この、なんとも慌ただしい代役決定の背景には、ロータスの来季シートを巡る微妙な情勢がある。
ロータスは今回の代役を選ぶにあたって、7人ものドライバーをリストに挙げ、実際にニコ・ヒュルケンベルグ(現ザウバー)や、すでに引退したミハエル・シューマッハなど、複数のドライバーにオファーをしたものの断られていた。誰もが座りたいはずの有力チームのシートであるにもかかわらず、だ。
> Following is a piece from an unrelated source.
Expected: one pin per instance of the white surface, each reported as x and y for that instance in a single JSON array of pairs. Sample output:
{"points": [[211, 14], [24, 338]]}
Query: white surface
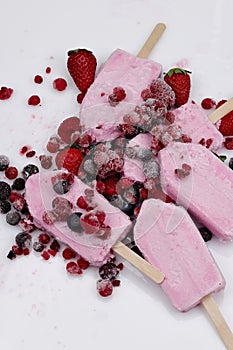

それは、ロータスの財政難が影響している。実は、昨年のサラリー遅配に加え、ライコネンには今季の契約金が1ユーロも支払われておらず、チーム離脱の原因のひとつになっていた。そして、今回の代役に対しても、契約金を用意していない。ヒュルケンベルグはオファーを断った理由をそう証言している。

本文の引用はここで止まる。